Once a set of priorities for change have been decided on, an action plan should be developed to implement any changes.
It may be useful to consider the following points when developing a plan for action (RNZCGP 2002).
Problem solving process
- What is the problem or underlying problem(s)?
- Change it to an aim
- What are the solutions or options?
- What are the barriers?
- How can you overcome them?
Overcoming barriers to promote change
- Identifying barriers can provide a basis for change
- What is achievable – find out what the external pressures on the practice are and discuss ways of dealing with them
in the practice setting
- Identify the barriers
- Develop a priority list
- Choose one or two achievable goals
- No single strategy or intervention is more effective than another, and sometimes a variety of methods are needed
to bring about lasting change
- Interventions should be directed at existing barriers or problems, knowledge, skills and attitudes, as well as performance
Monitoring change and progress
It is important to review the action plan developed previously at regular intervals. It may be helpful to review the following questions:
- Is the process working?
- Are the goals for improvement being achieved?
- Are the goals still appropriate?
- Do you need to develop new tools to achieve the goals you have set?
Following the completion of the first cycle, it is recommended that the doctor completes the first part of the
of Medical Practice summary sheet (Appendix 1).
Undertaking a second cycle
In addition to regular reviews of progress with the practice team, a second audit cycle should be completed in order
to quantify progress on closing the gaps in performance.
It is recommended that the second cycle be completed within 12 months of completing the first cycle. The second cycle
should begin at the data collection stage. Following the completion of the second cycle it is recommended that practices
complete the remainder of the Audit of Medical
Practice summary sheet.
Claiming credits for Continuing Professional Development (CPD)
This audit has been endorsed by the RNZCGP as an Audit of Medical Practice activity (previously known as Continuous Quality Improvement – CQI) for allocation of CPD
credits; 10 credits for a first cycle and 10 credits for a second cycle. General practitioners taking part in this audit can claim credits
in accordance with the current CPD programme.
To claim points go to the RNZCGP website: www.rnzcgp.org.nz
Record your completion of the audit on the CPD Online Dashboard, under the Audit of Medical Practice section.

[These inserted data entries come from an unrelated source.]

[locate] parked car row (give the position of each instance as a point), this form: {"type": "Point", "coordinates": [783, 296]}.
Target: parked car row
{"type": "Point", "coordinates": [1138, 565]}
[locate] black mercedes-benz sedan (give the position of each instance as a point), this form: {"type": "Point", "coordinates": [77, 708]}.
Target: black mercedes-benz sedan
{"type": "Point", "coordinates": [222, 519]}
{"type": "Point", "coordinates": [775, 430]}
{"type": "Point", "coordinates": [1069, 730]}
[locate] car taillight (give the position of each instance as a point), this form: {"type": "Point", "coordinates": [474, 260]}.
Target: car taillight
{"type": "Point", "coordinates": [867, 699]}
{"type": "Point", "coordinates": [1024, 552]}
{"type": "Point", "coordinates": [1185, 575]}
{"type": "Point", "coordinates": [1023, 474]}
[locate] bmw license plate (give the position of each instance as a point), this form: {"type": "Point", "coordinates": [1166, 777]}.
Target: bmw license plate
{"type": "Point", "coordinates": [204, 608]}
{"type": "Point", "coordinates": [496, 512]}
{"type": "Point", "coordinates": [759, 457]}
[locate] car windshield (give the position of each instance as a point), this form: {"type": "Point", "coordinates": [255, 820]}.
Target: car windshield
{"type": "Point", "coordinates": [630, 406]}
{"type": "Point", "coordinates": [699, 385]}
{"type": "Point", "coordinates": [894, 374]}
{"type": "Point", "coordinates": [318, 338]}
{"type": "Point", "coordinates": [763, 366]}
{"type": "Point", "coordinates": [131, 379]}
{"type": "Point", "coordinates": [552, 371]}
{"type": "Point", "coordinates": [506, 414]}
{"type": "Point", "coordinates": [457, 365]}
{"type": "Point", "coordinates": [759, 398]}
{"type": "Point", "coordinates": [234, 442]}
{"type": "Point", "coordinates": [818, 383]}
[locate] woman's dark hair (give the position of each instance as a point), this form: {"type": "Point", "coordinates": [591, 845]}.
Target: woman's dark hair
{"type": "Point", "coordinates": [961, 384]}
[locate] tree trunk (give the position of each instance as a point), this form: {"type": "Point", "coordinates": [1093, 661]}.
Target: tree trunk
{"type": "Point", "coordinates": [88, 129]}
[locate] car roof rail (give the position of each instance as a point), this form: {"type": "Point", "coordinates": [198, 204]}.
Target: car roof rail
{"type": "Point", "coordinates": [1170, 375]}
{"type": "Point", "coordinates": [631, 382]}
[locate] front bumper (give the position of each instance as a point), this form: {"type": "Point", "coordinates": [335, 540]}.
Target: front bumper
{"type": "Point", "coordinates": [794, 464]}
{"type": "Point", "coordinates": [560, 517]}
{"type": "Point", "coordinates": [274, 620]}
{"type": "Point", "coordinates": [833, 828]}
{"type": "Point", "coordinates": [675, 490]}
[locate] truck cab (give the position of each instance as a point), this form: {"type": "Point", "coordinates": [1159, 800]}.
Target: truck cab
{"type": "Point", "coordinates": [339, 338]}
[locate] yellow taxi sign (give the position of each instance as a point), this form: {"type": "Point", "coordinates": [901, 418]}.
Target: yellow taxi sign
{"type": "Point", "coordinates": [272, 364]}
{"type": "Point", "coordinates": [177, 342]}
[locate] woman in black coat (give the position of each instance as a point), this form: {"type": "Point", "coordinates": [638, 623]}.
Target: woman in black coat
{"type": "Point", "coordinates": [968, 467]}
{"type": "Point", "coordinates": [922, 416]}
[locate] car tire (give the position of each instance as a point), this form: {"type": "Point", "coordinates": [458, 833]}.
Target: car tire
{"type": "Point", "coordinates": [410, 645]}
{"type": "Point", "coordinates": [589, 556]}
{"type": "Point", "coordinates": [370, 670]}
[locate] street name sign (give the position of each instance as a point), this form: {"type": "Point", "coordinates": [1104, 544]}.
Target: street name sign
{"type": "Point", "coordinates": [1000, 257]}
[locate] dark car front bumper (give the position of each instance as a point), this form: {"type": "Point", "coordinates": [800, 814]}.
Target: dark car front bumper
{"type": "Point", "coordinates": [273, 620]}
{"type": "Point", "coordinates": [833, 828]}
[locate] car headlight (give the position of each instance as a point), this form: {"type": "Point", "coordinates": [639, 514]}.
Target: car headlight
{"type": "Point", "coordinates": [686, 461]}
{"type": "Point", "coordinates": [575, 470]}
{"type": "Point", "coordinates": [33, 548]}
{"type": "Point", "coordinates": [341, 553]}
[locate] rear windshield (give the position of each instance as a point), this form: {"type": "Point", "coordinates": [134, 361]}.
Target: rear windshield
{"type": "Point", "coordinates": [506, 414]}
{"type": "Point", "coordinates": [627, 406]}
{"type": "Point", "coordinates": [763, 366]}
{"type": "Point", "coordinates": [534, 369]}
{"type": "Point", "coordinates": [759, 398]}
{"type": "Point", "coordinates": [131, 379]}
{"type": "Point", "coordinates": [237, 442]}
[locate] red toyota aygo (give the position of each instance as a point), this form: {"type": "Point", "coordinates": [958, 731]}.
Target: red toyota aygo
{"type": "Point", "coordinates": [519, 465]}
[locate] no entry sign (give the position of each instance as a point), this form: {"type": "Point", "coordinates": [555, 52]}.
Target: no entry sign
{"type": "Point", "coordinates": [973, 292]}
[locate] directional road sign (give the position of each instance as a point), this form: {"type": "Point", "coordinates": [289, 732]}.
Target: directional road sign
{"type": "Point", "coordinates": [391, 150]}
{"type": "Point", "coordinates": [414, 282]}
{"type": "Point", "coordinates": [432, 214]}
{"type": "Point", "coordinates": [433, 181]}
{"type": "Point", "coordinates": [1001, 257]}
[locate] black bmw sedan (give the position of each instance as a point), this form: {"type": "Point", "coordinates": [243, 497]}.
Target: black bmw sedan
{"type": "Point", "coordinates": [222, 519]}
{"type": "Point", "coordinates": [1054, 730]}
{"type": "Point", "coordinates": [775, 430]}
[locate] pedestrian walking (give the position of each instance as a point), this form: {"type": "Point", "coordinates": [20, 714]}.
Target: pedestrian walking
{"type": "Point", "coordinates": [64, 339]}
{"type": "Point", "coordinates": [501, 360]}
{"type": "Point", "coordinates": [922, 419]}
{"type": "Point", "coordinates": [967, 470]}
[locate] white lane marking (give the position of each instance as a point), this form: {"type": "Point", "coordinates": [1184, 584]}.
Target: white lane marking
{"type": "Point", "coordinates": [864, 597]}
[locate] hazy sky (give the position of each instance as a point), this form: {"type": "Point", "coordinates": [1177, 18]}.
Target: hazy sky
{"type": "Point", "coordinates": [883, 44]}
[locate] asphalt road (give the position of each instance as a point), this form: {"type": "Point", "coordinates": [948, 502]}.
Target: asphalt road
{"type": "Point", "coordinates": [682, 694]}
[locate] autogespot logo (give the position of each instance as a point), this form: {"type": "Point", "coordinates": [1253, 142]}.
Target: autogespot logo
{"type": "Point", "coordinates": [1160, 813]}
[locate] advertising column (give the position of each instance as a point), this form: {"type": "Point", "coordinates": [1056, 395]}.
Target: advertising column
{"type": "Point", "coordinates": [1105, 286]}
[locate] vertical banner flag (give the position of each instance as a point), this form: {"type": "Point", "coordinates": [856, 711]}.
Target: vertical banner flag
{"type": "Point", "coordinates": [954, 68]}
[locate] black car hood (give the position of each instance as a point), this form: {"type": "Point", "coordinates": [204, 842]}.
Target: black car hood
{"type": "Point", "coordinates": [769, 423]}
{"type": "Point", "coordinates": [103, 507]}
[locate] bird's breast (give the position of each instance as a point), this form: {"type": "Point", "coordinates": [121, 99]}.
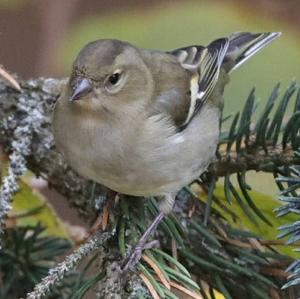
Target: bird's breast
{"type": "Point", "coordinates": [148, 159]}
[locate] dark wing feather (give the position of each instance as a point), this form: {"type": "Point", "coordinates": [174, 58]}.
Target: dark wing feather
{"type": "Point", "coordinates": [205, 64]}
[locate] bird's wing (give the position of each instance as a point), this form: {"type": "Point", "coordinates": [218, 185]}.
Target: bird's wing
{"type": "Point", "coordinates": [204, 64]}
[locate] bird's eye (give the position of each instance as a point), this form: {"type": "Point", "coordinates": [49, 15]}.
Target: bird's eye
{"type": "Point", "coordinates": [114, 78]}
{"type": "Point", "coordinates": [113, 82]}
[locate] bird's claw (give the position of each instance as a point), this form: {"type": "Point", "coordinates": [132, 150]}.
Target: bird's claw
{"type": "Point", "coordinates": [136, 255]}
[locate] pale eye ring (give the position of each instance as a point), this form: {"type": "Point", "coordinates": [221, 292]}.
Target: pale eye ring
{"type": "Point", "coordinates": [114, 78]}
{"type": "Point", "coordinates": [112, 82]}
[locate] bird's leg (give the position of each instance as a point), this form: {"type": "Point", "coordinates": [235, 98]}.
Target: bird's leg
{"type": "Point", "coordinates": [165, 207]}
{"type": "Point", "coordinates": [142, 244]}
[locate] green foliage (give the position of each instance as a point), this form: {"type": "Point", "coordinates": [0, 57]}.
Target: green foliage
{"type": "Point", "coordinates": [289, 184]}
{"type": "Point", "coordinates": [26, 258]}
{"type": "Point", "coordinates": [197, 240]}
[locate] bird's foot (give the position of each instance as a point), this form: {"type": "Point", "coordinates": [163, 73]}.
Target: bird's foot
{"type": "Point", "coordinates": [136, 254]}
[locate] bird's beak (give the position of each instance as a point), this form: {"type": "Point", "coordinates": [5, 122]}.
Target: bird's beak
{"type": "Point", "coordinates": [82, 88]}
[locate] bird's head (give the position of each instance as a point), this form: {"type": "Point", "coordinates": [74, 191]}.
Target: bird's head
{"type": "Point", "coordinates": [108, 75]}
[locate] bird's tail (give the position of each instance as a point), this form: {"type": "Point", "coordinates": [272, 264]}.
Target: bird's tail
{"type": "Point", "coordinates": [244, 45]}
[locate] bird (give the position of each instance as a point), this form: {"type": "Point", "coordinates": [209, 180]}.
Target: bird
{"type": "Point", "coordinates": [147, 122]}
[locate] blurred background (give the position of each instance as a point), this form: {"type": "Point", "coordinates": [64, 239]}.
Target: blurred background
{"type": "Point", "coordinates": [41, 38]}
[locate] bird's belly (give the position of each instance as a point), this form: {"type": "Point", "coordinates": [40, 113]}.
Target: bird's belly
{"type": "Point", "coordinates": [147, 173]}
{"type": "Point", "coordinates": [146, 166]}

From the drop down menu select “Approved practice/PHO audit” and record the audit name.
General practitioners are encouraged to discuss the outcomes of the audit with their peer group or practice.
As the RNZCGP frequently audit claims you should retain the following documentation, in order to provide adequate evidence of participation in this audit:
- A summary of the data collected
- An Audit of Medical Practice (CQI) Activity summary sheet (included as Appendix 1).